The International Maritime Organization's proposed 'net-zero framework' for shipping, which was expected to be approved by countries towards the end of 2025, has survived a concerted effort by the US and other fossil-fuel producers to strip its carbon-pricing mechanism [1][2][3]. At the MEPC84 meeting in London last week, nations tried once again to reach an agreement on the framework [4].

The Framework and the Opposition

The net-zero framework aims to decarbonise global shipping, a sector responsible for nearly 3% of global greenhouse gas emissions.

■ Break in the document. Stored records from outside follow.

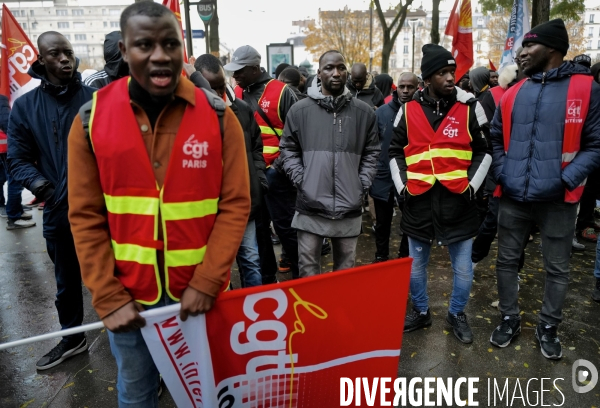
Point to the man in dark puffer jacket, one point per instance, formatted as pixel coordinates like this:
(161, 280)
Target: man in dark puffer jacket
(539, 179)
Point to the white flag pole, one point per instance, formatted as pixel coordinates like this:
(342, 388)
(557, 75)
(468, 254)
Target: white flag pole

The Trump administration was accused of 'bully-boy' tactics as the US led a concerted effort to reject the framework, leading to its approval being delayed [2]. Since the delay, the US, other fossil-fuel producers and some industry groups have called for the framework to be stripped of its carbon-pricing mechanism, or abandoned entirely [3].

MEPC84 Negotiations

At the MEPC84 meeting, opponents said they were trying to seek consensus, but supporters, such as Brazil, the EU and Pacific islands, pointed out the framework was already a 'careful balance of interests' [5]. Liberia and Panama – 'flag states' for a third of the world’s commercial shipping – led a counter-proposal, alongside Argentina, which effectively cut carbon pricing from the framework [6]. The meeting ended with a reconfirmation that delegations are committed to rebuilding consensus on global shipping emissions [7].

What's Next

The framework survived the negotiations and the committee will now try to adopt it at its December 2026 meeting [8]. The outcome of that meeting will determine whether the shipping industry can meet its climate targets.